As a girl, I loved to play at the park.  The outdoors felt so expansive, open, promising.  Accompanied by the already wonderful feeling of being outside was the fact that other kids would be in the same space and I could socialize and share a sense of belonging with them as we ran, laughed, and played.  We were true creatives as our imaginations mapped out detailed imaginary scenes for playtime.

For the more adventurous child, like myself, we would ensure that we scoured every single place of the playground.  Of course, the swings and the merry-go-round were two of the most popular park items, but we would often take pause to play on the seesaw. In reminiscing of my childhood, I began to think of how time on the seesaw can be paralleled to our life as leaders.

Leadership is a balancing act.

The first question I have asked other leaders is “so how do you it all and make it look so easy?!”  Akin to our time on the seesaw as kids, the seesaw required us to balance our weight and the weight of others.  If one person was too light, then the individual with more weight used their (strength and position) to make the seesaw move.  But the goal was not to just go up and down, but to create a joyful experience of balance which relied on each person. At times, the person with the most weighted position had to give a bit more of themselves to make that experience pleasant (effective) for both parties. Thus, as leaders, we can often find ourselves having to utilize the weight of our influence, position to help our teams have professional experiences that add value to their lives on the playgrounds of our professional spaces.

Leadership requires communication, trust, and vulnerability.

As a child, I can remember hopping on the seesaw with older children twice my size and weight. I remember being so excited…until…. the weight of the older child would keep me perched at the top of the seesaw until they had enough mercy to let me down. Talk about the ultimate stall and inconvenient impasse!  In that moment, I realized that I would have to negotiate (sometimes graciously and sometimes not so graciously) to be let down to a balanced level or to the ground level where I could get off peaceably.

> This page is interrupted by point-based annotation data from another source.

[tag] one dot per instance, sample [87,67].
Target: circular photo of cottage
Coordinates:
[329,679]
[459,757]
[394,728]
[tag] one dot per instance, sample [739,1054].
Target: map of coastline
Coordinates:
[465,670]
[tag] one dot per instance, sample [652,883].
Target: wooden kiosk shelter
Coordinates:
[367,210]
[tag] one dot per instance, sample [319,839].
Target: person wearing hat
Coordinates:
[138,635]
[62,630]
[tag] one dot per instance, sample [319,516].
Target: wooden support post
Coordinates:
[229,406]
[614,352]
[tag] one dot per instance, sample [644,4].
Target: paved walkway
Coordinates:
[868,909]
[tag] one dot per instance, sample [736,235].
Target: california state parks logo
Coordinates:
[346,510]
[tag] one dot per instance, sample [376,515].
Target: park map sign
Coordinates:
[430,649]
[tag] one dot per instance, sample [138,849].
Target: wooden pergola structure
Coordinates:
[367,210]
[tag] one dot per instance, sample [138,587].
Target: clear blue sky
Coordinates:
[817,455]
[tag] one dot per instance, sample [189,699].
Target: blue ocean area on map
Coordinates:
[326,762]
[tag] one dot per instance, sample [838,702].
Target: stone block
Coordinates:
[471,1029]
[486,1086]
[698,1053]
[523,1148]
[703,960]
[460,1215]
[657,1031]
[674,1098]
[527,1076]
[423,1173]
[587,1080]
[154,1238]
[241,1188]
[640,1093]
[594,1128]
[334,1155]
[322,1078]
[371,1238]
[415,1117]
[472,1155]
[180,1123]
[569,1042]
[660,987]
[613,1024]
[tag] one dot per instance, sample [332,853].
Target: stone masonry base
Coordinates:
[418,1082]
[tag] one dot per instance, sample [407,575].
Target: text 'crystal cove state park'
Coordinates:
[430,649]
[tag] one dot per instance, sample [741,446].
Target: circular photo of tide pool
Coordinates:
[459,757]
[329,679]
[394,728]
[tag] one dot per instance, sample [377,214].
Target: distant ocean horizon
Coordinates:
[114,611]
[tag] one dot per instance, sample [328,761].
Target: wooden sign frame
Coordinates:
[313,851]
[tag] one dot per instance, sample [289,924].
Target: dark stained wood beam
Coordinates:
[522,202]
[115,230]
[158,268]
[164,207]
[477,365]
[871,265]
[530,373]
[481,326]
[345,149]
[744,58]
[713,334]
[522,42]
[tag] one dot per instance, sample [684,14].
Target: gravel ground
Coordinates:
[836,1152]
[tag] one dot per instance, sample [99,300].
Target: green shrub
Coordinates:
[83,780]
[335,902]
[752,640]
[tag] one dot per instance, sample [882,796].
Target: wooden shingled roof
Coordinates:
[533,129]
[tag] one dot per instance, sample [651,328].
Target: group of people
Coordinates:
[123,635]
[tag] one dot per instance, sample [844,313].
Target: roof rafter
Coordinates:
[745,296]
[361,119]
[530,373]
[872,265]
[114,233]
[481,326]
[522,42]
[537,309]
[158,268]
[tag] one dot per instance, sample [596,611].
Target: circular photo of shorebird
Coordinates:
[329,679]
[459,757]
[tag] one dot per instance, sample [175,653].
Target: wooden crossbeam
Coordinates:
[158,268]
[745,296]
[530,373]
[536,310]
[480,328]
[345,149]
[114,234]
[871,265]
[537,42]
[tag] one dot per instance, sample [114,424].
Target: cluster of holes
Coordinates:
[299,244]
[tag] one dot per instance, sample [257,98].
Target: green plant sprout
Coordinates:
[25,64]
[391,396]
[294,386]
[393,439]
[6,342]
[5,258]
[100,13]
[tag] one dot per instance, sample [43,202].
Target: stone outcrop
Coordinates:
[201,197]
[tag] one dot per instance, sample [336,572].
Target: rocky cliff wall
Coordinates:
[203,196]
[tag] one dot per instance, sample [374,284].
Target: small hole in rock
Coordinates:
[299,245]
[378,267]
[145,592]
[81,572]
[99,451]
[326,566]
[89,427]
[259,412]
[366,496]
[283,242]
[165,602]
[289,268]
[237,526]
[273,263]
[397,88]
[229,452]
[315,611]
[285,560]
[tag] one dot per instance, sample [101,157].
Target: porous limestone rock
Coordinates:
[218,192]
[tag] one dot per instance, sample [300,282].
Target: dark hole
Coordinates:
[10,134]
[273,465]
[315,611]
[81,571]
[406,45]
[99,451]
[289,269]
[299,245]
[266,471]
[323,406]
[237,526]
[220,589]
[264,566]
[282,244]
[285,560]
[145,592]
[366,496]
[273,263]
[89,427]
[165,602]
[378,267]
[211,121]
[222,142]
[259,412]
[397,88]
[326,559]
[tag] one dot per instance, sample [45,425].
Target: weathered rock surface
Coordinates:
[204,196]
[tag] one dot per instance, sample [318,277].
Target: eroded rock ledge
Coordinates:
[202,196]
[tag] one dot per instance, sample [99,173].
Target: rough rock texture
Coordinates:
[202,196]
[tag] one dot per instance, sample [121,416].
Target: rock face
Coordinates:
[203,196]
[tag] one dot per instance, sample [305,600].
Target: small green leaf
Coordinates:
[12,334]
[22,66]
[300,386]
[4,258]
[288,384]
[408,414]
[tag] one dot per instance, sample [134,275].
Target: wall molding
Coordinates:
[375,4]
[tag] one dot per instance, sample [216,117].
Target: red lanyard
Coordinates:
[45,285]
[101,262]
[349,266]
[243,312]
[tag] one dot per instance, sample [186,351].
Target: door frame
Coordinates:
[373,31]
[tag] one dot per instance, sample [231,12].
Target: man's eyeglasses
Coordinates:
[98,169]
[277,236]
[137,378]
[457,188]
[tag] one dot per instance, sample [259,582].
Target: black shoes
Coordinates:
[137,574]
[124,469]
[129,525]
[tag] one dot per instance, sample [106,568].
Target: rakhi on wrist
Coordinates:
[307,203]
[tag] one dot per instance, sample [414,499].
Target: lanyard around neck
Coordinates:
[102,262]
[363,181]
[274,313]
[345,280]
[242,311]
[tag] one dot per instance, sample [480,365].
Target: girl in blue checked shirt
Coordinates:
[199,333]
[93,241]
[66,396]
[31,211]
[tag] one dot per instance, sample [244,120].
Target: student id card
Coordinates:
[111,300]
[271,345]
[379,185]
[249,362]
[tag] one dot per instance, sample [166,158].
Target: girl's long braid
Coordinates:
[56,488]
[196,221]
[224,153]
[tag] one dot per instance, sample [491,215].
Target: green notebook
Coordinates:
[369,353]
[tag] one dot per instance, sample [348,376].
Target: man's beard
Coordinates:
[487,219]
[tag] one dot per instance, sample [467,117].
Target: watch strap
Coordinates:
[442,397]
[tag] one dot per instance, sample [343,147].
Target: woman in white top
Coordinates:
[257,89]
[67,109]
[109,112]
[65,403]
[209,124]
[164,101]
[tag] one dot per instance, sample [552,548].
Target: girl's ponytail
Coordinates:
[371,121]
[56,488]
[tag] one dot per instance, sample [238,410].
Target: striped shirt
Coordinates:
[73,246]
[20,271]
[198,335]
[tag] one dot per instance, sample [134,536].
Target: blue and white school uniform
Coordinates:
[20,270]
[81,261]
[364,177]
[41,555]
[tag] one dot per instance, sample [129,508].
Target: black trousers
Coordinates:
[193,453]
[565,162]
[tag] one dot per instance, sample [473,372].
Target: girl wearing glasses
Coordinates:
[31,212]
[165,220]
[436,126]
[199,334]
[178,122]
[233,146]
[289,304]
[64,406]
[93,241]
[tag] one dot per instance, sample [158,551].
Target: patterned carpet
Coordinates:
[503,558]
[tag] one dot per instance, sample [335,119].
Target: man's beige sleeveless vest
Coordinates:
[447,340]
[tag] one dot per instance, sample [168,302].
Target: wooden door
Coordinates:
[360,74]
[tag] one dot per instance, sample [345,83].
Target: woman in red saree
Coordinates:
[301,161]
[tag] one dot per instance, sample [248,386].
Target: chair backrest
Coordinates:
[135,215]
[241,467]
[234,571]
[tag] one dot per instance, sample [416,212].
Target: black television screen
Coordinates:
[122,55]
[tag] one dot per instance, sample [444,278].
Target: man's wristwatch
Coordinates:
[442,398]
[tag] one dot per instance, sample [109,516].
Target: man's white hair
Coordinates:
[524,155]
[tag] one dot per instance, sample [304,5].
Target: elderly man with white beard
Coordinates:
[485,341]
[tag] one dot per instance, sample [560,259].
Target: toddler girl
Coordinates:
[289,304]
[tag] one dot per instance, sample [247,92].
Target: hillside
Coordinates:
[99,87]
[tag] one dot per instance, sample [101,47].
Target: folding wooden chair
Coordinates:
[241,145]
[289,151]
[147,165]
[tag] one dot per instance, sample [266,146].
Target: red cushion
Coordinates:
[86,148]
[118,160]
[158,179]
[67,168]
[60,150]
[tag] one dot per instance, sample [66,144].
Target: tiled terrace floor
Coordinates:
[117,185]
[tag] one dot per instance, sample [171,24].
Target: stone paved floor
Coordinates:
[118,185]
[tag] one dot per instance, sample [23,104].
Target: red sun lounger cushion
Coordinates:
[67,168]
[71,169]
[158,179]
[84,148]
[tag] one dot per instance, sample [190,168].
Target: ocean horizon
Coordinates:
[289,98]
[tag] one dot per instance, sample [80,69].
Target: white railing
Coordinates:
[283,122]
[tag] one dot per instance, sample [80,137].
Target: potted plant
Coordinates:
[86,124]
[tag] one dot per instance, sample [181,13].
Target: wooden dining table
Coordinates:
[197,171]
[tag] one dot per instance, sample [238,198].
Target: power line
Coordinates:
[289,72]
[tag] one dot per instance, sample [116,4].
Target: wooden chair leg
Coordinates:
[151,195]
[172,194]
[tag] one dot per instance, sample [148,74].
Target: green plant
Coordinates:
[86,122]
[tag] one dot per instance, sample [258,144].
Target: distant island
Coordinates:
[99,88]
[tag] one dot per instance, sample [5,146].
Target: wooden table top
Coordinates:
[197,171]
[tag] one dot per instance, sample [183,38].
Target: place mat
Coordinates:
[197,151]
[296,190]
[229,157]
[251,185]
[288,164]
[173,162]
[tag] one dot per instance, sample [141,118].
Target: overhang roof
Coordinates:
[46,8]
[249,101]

Leadership parallels this illustration in so many ways.  As on the seesaw, as leaders, we often can determine if we will place our teams in “holding” patterns or use the force of our weight to move them into a position that causes them to have balance or move forward.  In this place, you also must ensure the other person on the seesaw with you that they can trust you.  The person can trust you will not use your weight to bring them down too fast or too slow.  They can trust you to communicate with them to hold on tight for what is coming or express what your next move will be that impacts them.  It is a process which requires communication, intentionality, and vulnerability.  In addition, it is important to note that each person on the seesaw has a responsibility and every person’s action or inaction will determine the outcome of the experience.  You can make the decision to guide and lead with intention, but you also can make the choice to act without the other person knowing your next move.  Without communication, trust, and vulnerability we might cause others to experience unnecessary hang time!

Leadership requires vision.

The goal on the seesaw was so that each person would have the opportunity to “see”.  The first to see then moved to the one that “saw”, but everyone on the seesaw could catch a glimpse of what was up in the air.  Leadership requires that we vision and help others see it as well.

Great seesawing is an art form, like leadership, and mastering the playground can take time but is worth “seeing” joy in hearts and smiles on faces!